Graph property

An example graph, with the properties of being planar and being connected, and with order 6, size 7, diameter 3, girth 3, vertex connectivity 1, and degree sequence <3, 3, 3, 2, 2, 1>

In graph theory, a graph property or graph invariant is a property of graphs that depends only on the abstract structure, not on graph representations such as particular labellings or drawings of the graph.[1]

Definitions

While graph drawing and graph representation are valid topics in graph theory, in order to focus only on the abstract structure of graphs, a graph property is defined to be a property preserved under all possible isomorphisms of a graph. In other words, it is a property of the graph itself, not of a specific drawing or representation of the graph. Informally, the term "graph invariant" is used for properties expressed quantitatively, while "property" usually refers to descriptive characterizations of graphs. For example, the statement "graph does not have vertices of degree 1" is a "property" while "the number of vertices of degree 1 in a graph" is an "invariant".

More formally, a graph property is a class of graphs with the property that any two isomorphic graphs either both belong to the class, or both do not belong to it.[1] Equivalently, a graph property may be formalized using the indicator function of the class, a function from graphs to Boolean values that is true for graphs in the class and false otherwise; again, any two isomorphic graphs must have the same function value as each other. A graph invariant or graph parameter may similarly be formalized as a function from graphs to a broader class of values, such as integers, real numbers, sequences of numbers, or polynomials, that again has the same value for any two isomorphic graphs.[2]

Properties of properties

Many graph properties are well-behaved with respect to certain natural partial orders or preorders defined on graphs:

• A graph property P is hereditary if every induced subgraph of a graph with property P also has property P. For instance, being a perfect graph or being a chordal graph are hereditary properties.[1]
• A graph property is monotone if every subgraph of a graph with property P also has property P. For instance, being a bipartite graph or being a triangle-free graph is monotone. Every monotone property is hereditary, but not necessarily vice versa; for instance, subgraphs of chordal graphs are not necessarily chordal, so being a chordal graph is not monotone.[1]
• A graph property is minor-closed if every graph minor of a graph with property P also has property P. For instance, being a planar graph is minor-closed. Every minor-closed property is monotone, but not necessarily vice versa; for instance, minors of triangle-free graphs are not necessarily themselves triangle-free.[1]
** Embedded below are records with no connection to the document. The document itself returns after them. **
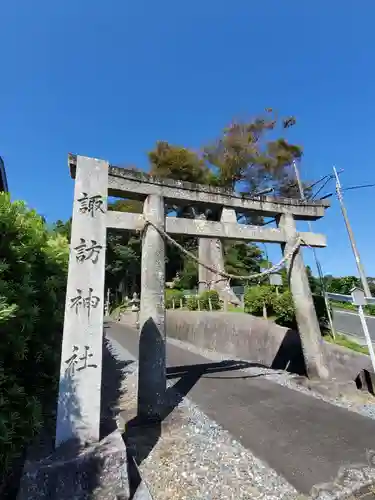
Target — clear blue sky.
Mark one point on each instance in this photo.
(108, 79)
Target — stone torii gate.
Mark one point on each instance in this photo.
(81, 361)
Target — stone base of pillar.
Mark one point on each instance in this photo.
(98, 471)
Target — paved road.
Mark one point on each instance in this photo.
(349, 322)
(304, 439)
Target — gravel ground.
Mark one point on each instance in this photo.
(356, 401)
(191, 457)
(195, 458)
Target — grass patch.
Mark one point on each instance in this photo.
(232, 308)
(346, 342)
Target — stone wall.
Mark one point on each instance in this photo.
(243, 336)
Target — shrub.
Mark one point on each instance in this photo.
(370, 309)
(192, 303)
(206, 297)
(257, 297)
(173, 295)
(321, 310)
(33, 266)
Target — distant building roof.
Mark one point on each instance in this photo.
(3, 177)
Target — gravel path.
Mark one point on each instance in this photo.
(361, 403)
(195, 458)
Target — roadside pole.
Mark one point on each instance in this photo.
(360, 268)
(359, 299)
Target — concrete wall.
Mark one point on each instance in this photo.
(247, 337)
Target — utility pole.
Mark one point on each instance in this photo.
(360, 268)
(318, 266)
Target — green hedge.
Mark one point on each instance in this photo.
(279, 307)
(172, 295)
(204, 300)
(33, 266)
(257, 297)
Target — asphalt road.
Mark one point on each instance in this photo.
(348, 322)
(303, 438)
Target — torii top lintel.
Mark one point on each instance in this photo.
(125, 183)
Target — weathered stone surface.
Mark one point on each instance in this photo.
(97, 472)
(78, 413)
(212, 229)
(127, 182)
(152, 370)
(247, 337)
(306, 317)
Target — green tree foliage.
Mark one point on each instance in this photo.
(242, 259)
(33, 267)
(176, 162)
(342, 284)
(259, 297)
(245, 154)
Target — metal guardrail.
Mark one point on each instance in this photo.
(348, 298)
(359, 299)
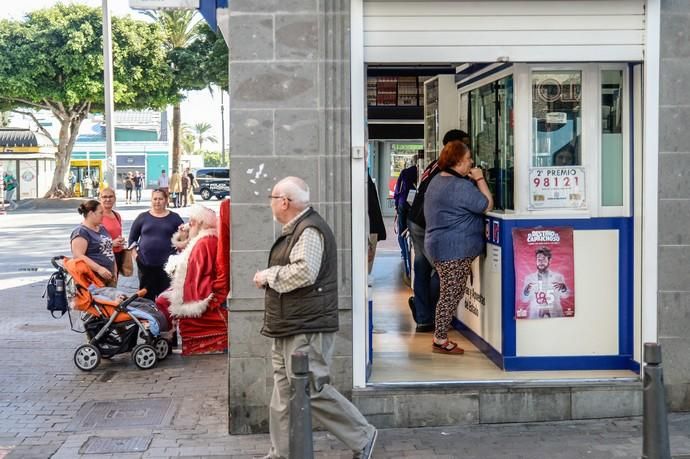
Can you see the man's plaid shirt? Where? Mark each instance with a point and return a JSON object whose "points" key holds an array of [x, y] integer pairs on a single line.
{"points": [[305, 260]]}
These definitions may be extended from properties to numerical invariants of graphs: a graph invariant is hereditary, monotone, or minor-closed if the function formalizing the invariant forms a monotonic function from the corresponding partial order on graphs to the real numbers.

Additionally, graph invariants have been studied with respect to their behavior with regard to disjoint unions of graphs:

• A graph invariant is additive if, for all two graphs G and H, the value of the invariant on the disjoint union of G and H is the sum of the values on G and on H. For instance, the number of vertices is additive.[1]
• A graph invariant is multiplicative if, for all two graphs G and H, the value of the invariant on the disjoint union of G and H is the product of the values on G and on H. For instance, the Hosoya index (number of matchings) is multiplicative.[1]
• A graph invariant is maxing if, for all two graphs G and H, the value of the invariant on the disjoint union of G and H is the maximum of the values on G and on H. For instance, the chromatic number is maxing.[1]
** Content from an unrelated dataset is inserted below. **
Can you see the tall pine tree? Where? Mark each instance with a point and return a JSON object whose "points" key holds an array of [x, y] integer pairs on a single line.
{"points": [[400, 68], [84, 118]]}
In addition, graph properties can be classified according to the type of graph they describe: whether the graph is undirected or directed, whether the property applies to multigraphs, etc.[1]

Values of invariants

The target set of a function that defines a graph invariant may be one of:

Graph invariants and graph isomorphism

Easily computable graph invariants are instrumental for fast recognition of graph isomorphism, or rather non-isomorphism, since for any invariant at all, two graphs with different values cannot (by definition) be isomorphic. Two graphs with the same invariants may or may not be isomorphic, however.

A graph invariant I(G) is called complete if the identity of the invariants I(G) and I(H) implies the isomorphism of the graphs G and H. Finding an efficiently-computable such invariant (the problem of graph canonization) would imply an easy solution to the challenging graph isomorphism problem. However, even polynomial-valued invariants such as the chromatic polynomial are not usually complete. The claw graph and the path graph on 4 vertices both have the same chromatic polynomial, for example.